Introduction
Stream's hosted newsfeed API gives you several advantages over an in-house solution:
- Zero Maintenance
- Weeks/Months of development time saved
- Lower monthly costs
This blogpost will focus on the monthly costs. It covers in detail how the GetStream Entry plan pricing compares with in-house solutions. Before going into the details though, let’s cover some of the reasons why we can offer such attractive pricing:
- GetStream.io runs on a highly optimized Cassandra cluster
- We can invest months in optimizing performance
- Resources are shared over our customers
The In-House Solutions
We are going to compare Stream against 3 common in-house solutions.
- Redis as feed cache storage
- Redis as primary feed storage
- Cassandra or MongoDB
The Requirements:
To make the comparison fair we define a few requirements that an in house solutions must meet:
- Feed storage is at least 5 GB
- Feeds are stored on a persistent storage
- Infrastructure can handle 5 million fanouts per month
- Data redundancy (data is stored in at least 2 places)
The In-House Infrastructure
- Feed storage is hosted on AWS. The costs are based on EC2 US East pricing (as of september 2014).
- Redis solutions are hosted on Amazon’s Elastic Cache service; a managed solution to deploy and operate Redis installations.
1. Redis as feed cache storage
The first commonly used in-house approach involves using Redis as a caching layer in front of your database.
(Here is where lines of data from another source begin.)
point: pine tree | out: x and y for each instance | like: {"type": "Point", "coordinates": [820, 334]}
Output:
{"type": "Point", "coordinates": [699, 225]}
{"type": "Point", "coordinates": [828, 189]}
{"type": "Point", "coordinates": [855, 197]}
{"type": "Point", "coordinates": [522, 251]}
Using this approach Redis stores the denormalized feed. Redis stores all data in memory and can quickly become an expensive way of storing newsfeeds. In order to reduce this memory usage a common approach is to fallback to the database and only store the most often requested data in Redis.
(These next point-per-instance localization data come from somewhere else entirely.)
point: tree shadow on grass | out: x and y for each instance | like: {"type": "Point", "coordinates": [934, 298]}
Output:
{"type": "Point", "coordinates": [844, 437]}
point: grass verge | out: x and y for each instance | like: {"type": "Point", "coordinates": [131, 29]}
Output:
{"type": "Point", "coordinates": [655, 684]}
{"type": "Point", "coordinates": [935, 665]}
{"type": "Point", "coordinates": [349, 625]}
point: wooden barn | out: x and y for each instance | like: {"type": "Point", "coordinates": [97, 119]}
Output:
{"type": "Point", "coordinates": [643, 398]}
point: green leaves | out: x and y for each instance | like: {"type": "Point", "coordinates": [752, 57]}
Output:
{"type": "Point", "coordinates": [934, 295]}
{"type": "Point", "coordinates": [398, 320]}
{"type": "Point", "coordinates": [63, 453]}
This solution is very effective in keeping costs low and does not require Redis to be configured to persist data. Let’s assume the caching approach works well and you only need to store halve the data. When hosting on AWS the cache.m3.medium instance type comes with 2.78 GB for 66 dollars a month.
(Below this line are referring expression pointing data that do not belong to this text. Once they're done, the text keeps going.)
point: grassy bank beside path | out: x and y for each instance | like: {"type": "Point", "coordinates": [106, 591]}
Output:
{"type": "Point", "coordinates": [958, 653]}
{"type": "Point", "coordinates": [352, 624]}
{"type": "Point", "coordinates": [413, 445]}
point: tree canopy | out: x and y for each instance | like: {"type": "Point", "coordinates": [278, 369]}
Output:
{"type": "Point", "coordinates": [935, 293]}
2. Redis as primary feed storage
Another often used solution is to use Redis as the primary feed storage. This has the benefit of having better performance and shorter development times compared to option 1. It is however more expensive. As Redis is our main data store it needs to be configured to persist the data to disk. Furthermore master/slave async replication is used to guarantee a high availability of the feed service.
In this case cache.m3.large is the instance type of choice with 6.05GB of storage. As we need to replicate the data 2 instances will be used. The monthly cost for running these two instances is 266 dollars.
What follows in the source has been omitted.